データベースへのアクセス権限は業者の中でも限られた担当者にしか与えられておらず、警視庁はこうした人物が流出させた疑いがあるとみて調べています。
この問題は、ベネッセコーポレーションの通信教育サービスを利用している顧客の子どもや保護者の名前や住所など、およそ760万件の個人情報が流出したもので、流出した個人情報は最大でおよそ2070万件に上る可能性があるとみられています。
警視庁は、企業の営業秘密に当たる顧客の個人情報を何者かが外部に流出させたとみて、不正競争防止法違反の疑いで捜査していますが、顧客データベースの保守管理は本社から委託を受けたベネッセのグループ会社が、外部の業者に再委託していたことが警視庁などへの取材で分かりました。
データベースへのアクセス権限は、業者の中でも一部の担当者にしか与えられていなかったということです。
ベネッセによりますと、データベースに不正にアクセスされた形跡はないということで、警視庁は、こうした外部業者の担当者が情報を記憶媒体にコピーするなどして持ち出し、流出させた疑いがあるとみて調べています。
茂木経済産業大臣 業界団体に対策強化を要請へ
「ベネッセコーポレーション」の通信教育サービスなどの利用者の個人情報が大量に流出した問題について、茂木経済産業大臣は11日の閣議のあとの記者会見で「誠に遺憾だ」と述べたうえで、ベネッセに対して信頼の回復に向けて全力で取り組むよう求めました。
記者会見の中で、茂木経済産業大臣は「小中学生の情報も含んだ760万件におよぶ個人情報が流出したことは誠に遺憾だ。多くの保護者や国民が不安を抱いている」と述べたうえで、ベネッセに対し、信頼の回復に向けて原因究明や再発の防止などに全力で取り組むよう求めました。
さらに茂木大臣は今回の問題をきっかけに、学習塾や通信販売の業界団体に対して、個人情報の適切な管理の徹底を要請するほか、企業秘密にあたる情報が外部に持ち出されることがないよう対策の強化を広く呼びかける考えを示しました。
この問題で、経済産業省は10日、「ベネッセコーポレーション」に対し、個人情報保護法に基づいて、詳しい事実関係と、再発防止に向けた取り組みなどを今月17日までに報告するよう求めています。
菅官房長官 個人情報保護法改正する考え
菅官房長官は、閣議のあとの記者会見で「子どもの情報を含む、760万件におよぶ個人情報が流出したことは誠に遺憾だ。
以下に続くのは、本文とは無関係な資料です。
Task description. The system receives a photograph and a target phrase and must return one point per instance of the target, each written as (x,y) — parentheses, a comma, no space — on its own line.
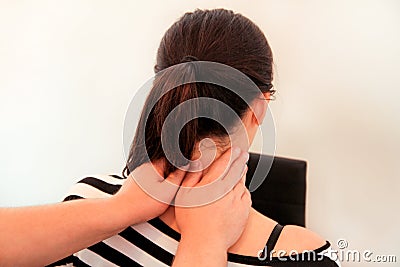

多くの保護者や国民が不安を抱いており、ベネッセにおいては早急に原因究明を行い、これ以上の情報の流出を食い止めるとともに、再発防止や顧客の信頼回復に全力で取り組むことが必要だ」と述べました。
そのうえで、菅官房長官は、「現行の個人情報保護法では、情報流出の被害を受けた個人が申し立てをすれば情報を消去できる手続きになっているが、全体を消去できるわけではない。個人情報保護法の改正が検討課題の1つになっているが、このような事件も発生しているので、改正という方向で考えていきたい」と述べ、来年の通常国会で、個人情報保護法を改正したいという考えを示しました。